Injection molded components are typically molded in a mold cavity formed between a first mold tool and a second mold tool. The first mold tool is sometimes referred to as the cavity side mold tool and the second mold tool is sometimes referred to as the core side mold tool. Plastic is melted in the mold cavity, and must be sufficiently cooled prior to separating the mold tools and ejecting the molded component. Cooling of the molded component is accomplished via a coolant, such as water, flowing through coolant lines drilled in the first and second mold tools. The mold tools are generally a relatively hard tool steel. Accordingly, the drilled passages are generally drilled as a series of straight segments. If the molded component has a complex or curved outer surface, the straight passages will not be an equal distance from the component as the cooling passages traverse the tool, resulting in uneven cooling of different portions of the tool surface. Cycle time for molding the component is thus dependent on those portions of the tool surface furthest from the cooling passages, and is increased until required cooling is achieved.
One known process, referred to as direct metal laser sintering, provides conformal cooling channels that can be equally spaced from the tool surface to enable more even cooling. The conformal cooling channels are provided by locally melting metal powder with a focused beam, layer by layer. This process is expensive as it is relatively slow and requires unique equipment and training that most mold makers do not have.

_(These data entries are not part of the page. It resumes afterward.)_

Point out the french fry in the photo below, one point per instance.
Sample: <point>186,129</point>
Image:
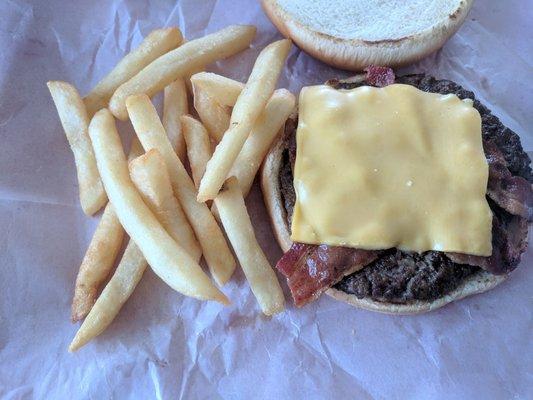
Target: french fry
<point>265,130</point>
<point>224,90</point>
<point>100,255</point>
<point>175,104</point>
<point>97,263</point>
<point>249,105</point>
<point>177,63</point>
<point>214,116</point>
<point>75,121</point>
<point>259,273</point>
<point>156,44</point>
<point>149,174</point>
<point>198,146</point>
<point>168,260</point>
<point>152,136</point>
<point>123,281</point>
<point>117,291</point>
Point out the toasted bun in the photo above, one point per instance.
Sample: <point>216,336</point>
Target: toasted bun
<point>476,283</point>
<point>353,34</point>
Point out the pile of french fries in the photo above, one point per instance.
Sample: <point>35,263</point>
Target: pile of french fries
<point>149,195</point>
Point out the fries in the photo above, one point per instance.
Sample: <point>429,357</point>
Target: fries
<point>152,136</point>
<point>100,255</point>
<point>224,90</point>
<point>194,54</point>
<point>265,130</point>
<point>97,263</point>
<point>117,291</point>
<point>165,256</point>
<point>149,174</point>
<point>175,104</point>
<point>156,44</point>
<point>198,146</point>
<point>214,116</point>
<point>75,121</point>
<point>259,273</point>
<point>249,105</point>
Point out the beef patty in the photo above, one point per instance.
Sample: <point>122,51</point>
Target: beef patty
<point>399,276</point>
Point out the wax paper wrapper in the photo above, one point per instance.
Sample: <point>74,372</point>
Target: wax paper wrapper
<point>165,346</point>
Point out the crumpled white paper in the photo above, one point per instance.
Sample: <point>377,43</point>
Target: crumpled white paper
<point>163,345</point>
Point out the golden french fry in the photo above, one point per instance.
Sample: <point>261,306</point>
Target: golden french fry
<point>175,104</point>
<point>75,121</point>
<point>259,273</point>
<point>224,90</point>
<point>249,105</point>
<point>157,43</point>
<point>117,291</point>
<point>214,116</point>
<point>97,263</point>
<point>168,260</point>
<point>100,255</point>
<point>149,174</point>
<point>136,149</point>
<point>198,146</point>
<point>152,136</point>
<point>176,63</point>
<point>265,130</point>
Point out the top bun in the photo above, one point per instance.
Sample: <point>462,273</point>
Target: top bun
<point>353,34</point>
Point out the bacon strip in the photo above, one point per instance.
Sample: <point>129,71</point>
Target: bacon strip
<point>512,193</point>
<point>509,241</point>
<point>310,270</point>
<point>379,76</point>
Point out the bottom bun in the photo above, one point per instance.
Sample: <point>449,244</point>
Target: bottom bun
<point>479,282</point>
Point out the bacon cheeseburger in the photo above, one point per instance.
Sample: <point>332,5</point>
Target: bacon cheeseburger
<point>396,195</point>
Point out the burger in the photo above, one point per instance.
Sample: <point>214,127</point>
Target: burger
<point>396,194</point>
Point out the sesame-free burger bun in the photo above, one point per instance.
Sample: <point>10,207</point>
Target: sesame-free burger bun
<point>353,34</point>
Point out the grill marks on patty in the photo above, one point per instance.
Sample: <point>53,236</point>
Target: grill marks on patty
<point>397,276</point>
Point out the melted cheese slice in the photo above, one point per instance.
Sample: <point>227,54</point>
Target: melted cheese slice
<point>390,167</point>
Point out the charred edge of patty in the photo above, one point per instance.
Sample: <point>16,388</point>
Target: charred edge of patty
<point>399,276</point>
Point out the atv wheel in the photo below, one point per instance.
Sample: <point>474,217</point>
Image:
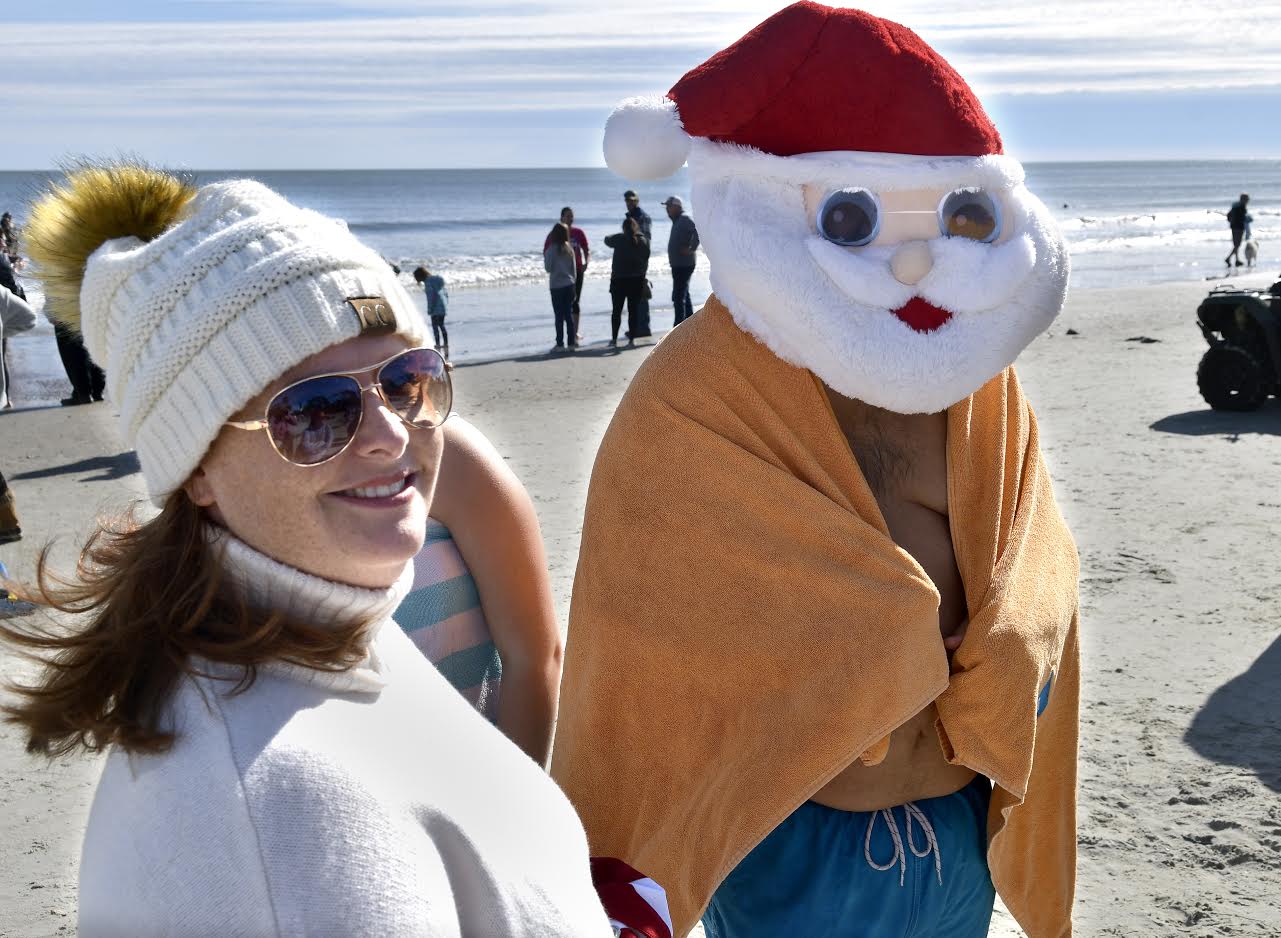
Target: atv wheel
<point>1230,378</point>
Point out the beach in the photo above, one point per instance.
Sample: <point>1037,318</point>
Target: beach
<point>1174,509</point>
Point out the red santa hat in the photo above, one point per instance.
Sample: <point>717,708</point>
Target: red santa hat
<point>808,80</point>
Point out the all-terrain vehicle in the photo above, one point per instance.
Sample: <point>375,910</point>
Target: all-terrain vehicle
<point>1243,365</point>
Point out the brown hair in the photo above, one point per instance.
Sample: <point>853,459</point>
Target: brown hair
<point>154,595</point>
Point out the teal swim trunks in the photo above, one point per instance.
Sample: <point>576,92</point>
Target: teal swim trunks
<point>908,872</point>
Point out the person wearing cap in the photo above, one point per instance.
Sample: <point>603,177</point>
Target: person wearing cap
<point>837,691</point>
<point>644,224</point>
<point>281,757</point>
<point>683,255</point>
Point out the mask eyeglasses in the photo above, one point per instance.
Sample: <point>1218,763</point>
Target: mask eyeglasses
<point>852,217</point>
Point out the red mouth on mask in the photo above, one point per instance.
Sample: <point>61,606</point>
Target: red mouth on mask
<point>921,315</point>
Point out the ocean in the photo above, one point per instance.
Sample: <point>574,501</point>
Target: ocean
<point>1127,224</point>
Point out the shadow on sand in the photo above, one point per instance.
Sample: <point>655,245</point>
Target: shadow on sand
<point>110,467</point>
<point>1240,723</point>
<point>597,350</point>
<point>1223,423</point>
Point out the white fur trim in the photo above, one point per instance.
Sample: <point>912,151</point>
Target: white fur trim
<point>880,172</point>
<point>644,139</point>
<point>832,312</point>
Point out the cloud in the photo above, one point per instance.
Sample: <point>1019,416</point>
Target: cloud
<point>295,65</point>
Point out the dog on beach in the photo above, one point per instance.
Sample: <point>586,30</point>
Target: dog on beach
<point>1252,251</point>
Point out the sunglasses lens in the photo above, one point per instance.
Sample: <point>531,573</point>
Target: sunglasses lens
<point>418,387</point>
<point>970,213</point>
<point>849,217</point>
<point>313,420</point>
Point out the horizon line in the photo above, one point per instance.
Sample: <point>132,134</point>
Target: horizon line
<point>484,169</point>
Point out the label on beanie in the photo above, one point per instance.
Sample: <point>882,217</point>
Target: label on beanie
<point>375,315</point>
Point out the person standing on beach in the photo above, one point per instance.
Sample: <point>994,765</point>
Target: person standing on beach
<point>281,757</point>
<point>582,256</point>
<point>437,305</point>
<point>8,237</point>
<point>627,279</point>
<point>644,224</point>
<point>1238,221</point>
<point>849,706</point>
<point>559,263</point>
<point>16,317</point>
<point>9,283</point>
<point>683,255</point>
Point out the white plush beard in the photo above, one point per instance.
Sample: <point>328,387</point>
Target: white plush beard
<point>830,310</point>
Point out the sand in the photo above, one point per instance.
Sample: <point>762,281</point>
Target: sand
<point>1172,508</point>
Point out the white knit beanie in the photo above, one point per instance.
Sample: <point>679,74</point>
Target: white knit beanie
<point>194,323</point>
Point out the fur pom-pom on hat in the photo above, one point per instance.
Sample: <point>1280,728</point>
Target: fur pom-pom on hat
<point>94,204</point>
<point>644,139</point>
<point>195,300</point>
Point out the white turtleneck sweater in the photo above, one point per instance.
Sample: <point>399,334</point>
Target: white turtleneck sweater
<point>374,801</point>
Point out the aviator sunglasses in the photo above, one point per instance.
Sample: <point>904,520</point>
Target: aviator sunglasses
<point>314,419</point>
<point>852,217</point>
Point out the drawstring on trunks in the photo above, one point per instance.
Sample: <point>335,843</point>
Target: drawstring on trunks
<point>931,842</point>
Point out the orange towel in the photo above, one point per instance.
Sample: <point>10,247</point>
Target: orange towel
<point>743,627</point>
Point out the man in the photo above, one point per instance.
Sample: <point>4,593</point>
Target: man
<point>1238,221</point>
<point>437,306</point>
<point>16,315</point>
<point>582,256</point>
<point>633,201</point>
<point>682,254</point>
<point>837,691</point>
<point>642,218</point>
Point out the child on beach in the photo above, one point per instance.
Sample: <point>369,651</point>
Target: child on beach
<point>281,759</point>
<point>437,304</point>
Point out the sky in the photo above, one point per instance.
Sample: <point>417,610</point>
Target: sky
<point>379,83</point>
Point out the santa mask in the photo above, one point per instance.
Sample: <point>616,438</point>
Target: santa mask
<point>855,205</point>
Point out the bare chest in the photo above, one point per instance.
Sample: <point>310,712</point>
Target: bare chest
<point>903,459</point>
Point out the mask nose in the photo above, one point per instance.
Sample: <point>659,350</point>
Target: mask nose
<point>911,262</point>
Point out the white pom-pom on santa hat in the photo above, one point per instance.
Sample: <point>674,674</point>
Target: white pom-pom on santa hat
<point>644,139</point>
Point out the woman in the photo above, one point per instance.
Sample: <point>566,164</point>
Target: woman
<point>627,277</point>
<point>481,608</point>
<point>561,273</point>
<point>282,760</point>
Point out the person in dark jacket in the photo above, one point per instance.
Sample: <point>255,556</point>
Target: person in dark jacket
<point>1238,221</point>
<point>627,279</point>
<point>682,254</point>
<point>644,224</point>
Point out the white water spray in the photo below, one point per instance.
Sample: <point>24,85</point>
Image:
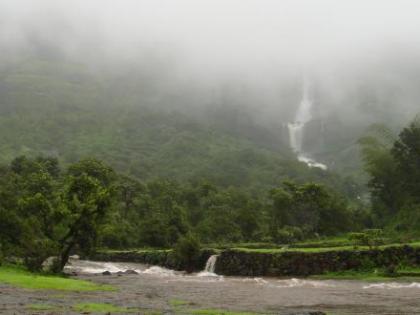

Additionally, the layout of the cooling channels is generally performed according to a trial and error, iterative process that relies on the skill level of the tool designer for each iterative layout of the cooling channels. Specifically, the designer selects an initial cooling channel pattern and inputs the layout into a computer that implements a tool design program that indicates the resulting tool surface temperature distribution. If the temperature distribution is not satisfactory, the designer reconfigures the cooling channel layout based on an educated guess, inputs the revised cooling channel layout into the computer, and the tool design program then determines whether the temperature distribution is sufficiently improved. This process is repeated however many times as necessary, is time consuming, and consistently obtaining a satisfactory final result is somewhat uncertain, as this is generally dependent upon the skill of the designer.